II.2Co.8-9. Depois desta introdutória análise de Dt.14:28,29, observaremos 2Co.8-9, focando o que Paulo chama: τῆς διακονίας τῆς εἰς τοὺς ἁγίους (“...da assistência/serviço aos/para com os santos”, 2Co.8:4; 9:1) - ἡ διακονία τῆς λειτουργίας ταύτης (“a administração deste serviço”, 2Co 9:12,13). Esta διακονία (lê-se: diakonía) era vista pelos judeus como apontamento para a distribuição de esmolas aos pobres (MATTHEWS; CHAVALAS; WALTON. The IVP Bible Background Commentary: Old Testament, 2000, S. Dt 14:29). A questão em foco envolvia a coleta para os cristãos necessitados da Judeia (Rm.15:25,26; 1Co.16:1-3). Neste viés de aproximação exegética, dois elementos são fundantes no processo de análise proposto neste ensaio: 1) o alvo da ação benéfica que são os pobres (mesmo que em Dt estes sejam identificados de formas diferentes) e 2) a aparente antítese entre a conotação prescritiva de Dt.14:28,29 com a clara voluntariedade de 2Co.8:2,3,8. A primeira é clara pelo substrato histórico visto em suas delimitações (Rm.15:25,26; 1Co.16:1-3), mas, a segunda funcionará com algumas reduções que envolvem o contexto imperatival dos capítulos de 2Co.
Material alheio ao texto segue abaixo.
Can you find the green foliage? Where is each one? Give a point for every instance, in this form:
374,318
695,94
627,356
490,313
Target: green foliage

  Por essa via imperatival, observamos ἐπιτελέσατε (lê-se: epitelésate) o único imperativo de 2Co.8 ligado ao infinitivo τὸ ποιῆσαι (lê-se: tò poiêsai). A ideia paulina, por esta construção (8:11), atingia o coração da preocupação do apóstolo que a igreja da Macedônia terminasse o que havia começado. Adiar algo não resulta apenas numa diminuição da motivação para concluir a tarefa, mas o atraso põe em dúvida sua disposição inicial (GARLAND. 2 Corinthians, NAC,  2001, p.380). A intensificação disto se dá pelo uso do advérbio νυνί (lê-se: nyní), usado de forma enfática aqui. Assim, voluntariedade e imperativo estão ligados, talvez, numa dinâmica paradoxal ou de comprovação. Este elemento descreve a relação parentética com Dt.14:28, pois, “o serviço dos santos”, de certa forma, tem conotação prescritiva. Além disso, o significado “do serviço/da assistência” visto verticalmente, expõe ações de graças dirigidas a Deus (9:12). Isso complementado pela “obediência da vossa confissão quanto ao evangelho de Cristo” (ἐπὶ τῇ ὑποταγῇ τῆς ὁμολογίας ὑμῶν εἰς τὸ εὐαγγέλιον τοῦ Χριστοῦ, 9:13), a qual, tem como meio “a prova do serviço” que levou os beneficiados a “glorificarem a Deus”. Em suma, entendemos esta “confissão” (ὁμολογία, lê-se: homologuía) como uma reivindicação, expressão de compromisso, apontando para o afirmado: “o evangelho de Cristo” (HARRIS. The Second Epistle to the Corinthians: A Commentary on the Greek Text, 2005, p. 653).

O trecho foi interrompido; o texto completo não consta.